いつもなら人の気配くらい気がつくはずなのに全然気がつかなかったことに私は驚いた。


(いつからいてたんだろう・・・。)


同じデザインの黒っぽいロングマントを羽織ってる4人は腰に剣を携えていた。

ブーツのような靴に手には皮の手袋。

上下紺色で揃えられたスーツのような服装はまるで『制服』のようだ。


(所々にある煌びやかな装飾・・・結構な地位にいそうな感じがする・・・。)


服のボタンや胸元にあるチェーンタイプのラペルピンが『国の権力』を表してるように見えた。

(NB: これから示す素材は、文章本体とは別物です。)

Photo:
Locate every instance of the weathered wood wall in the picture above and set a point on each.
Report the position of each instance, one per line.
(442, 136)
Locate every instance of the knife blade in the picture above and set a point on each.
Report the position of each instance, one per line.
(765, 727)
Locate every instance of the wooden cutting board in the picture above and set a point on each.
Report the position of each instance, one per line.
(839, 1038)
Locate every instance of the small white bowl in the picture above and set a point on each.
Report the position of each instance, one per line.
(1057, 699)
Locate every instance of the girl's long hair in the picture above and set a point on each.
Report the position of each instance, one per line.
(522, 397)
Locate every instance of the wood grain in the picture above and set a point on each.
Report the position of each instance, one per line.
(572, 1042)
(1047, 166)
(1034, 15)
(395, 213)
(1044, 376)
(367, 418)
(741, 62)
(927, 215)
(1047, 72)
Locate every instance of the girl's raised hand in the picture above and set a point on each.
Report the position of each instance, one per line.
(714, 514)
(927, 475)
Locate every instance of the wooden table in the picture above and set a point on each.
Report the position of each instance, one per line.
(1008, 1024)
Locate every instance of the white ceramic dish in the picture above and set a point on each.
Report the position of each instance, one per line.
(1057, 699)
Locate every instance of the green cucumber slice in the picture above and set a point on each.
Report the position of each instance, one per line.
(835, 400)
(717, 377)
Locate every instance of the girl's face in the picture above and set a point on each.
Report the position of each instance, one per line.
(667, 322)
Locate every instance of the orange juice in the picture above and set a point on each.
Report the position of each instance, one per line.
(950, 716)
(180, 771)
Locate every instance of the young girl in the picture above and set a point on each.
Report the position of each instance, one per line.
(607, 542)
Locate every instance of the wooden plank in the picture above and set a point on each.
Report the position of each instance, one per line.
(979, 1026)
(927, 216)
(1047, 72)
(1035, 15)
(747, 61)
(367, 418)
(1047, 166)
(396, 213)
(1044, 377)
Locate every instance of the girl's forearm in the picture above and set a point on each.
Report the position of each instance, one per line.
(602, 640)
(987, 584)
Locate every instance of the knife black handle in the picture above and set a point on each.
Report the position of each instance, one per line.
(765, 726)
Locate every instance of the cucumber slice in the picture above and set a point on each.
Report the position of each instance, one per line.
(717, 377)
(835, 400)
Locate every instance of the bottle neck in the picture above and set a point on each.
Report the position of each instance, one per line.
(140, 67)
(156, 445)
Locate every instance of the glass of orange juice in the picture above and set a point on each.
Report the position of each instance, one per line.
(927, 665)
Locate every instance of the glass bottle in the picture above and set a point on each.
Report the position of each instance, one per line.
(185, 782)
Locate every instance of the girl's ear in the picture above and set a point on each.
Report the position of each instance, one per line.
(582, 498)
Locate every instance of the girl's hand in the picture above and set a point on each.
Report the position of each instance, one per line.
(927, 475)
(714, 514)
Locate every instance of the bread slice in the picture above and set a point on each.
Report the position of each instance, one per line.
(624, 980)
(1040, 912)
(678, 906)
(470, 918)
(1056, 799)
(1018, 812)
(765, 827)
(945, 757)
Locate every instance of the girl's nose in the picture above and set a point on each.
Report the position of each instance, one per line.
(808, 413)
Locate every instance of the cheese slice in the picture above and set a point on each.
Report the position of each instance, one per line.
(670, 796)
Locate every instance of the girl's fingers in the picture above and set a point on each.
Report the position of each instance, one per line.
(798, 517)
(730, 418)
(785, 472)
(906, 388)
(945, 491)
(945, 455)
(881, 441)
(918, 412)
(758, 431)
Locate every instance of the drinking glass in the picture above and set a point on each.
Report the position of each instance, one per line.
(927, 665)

「キミに危害を加えるつもりはないよ?いくつか聞きたいことがあるだけなんだ。」


手をひらひらと振って、害がないことを証明するようなしぐさをしながら一人の男の人がゆっくり近づいてきた。


(この人たち・・・さっきの人たちだ・・・。)


雰囲気がガラッと変わっていて気付くのが遅れたけど、声に覚えがあった。

薄めの青から深い青までの瞳を持った4人は、さっき『私』を探していた人たちだ。


「・・・何ですか?」


怪訝な顔でそう聞いたとき、家の方からガタンっ!!と何かが倒れる大きな音が聞こえてきた。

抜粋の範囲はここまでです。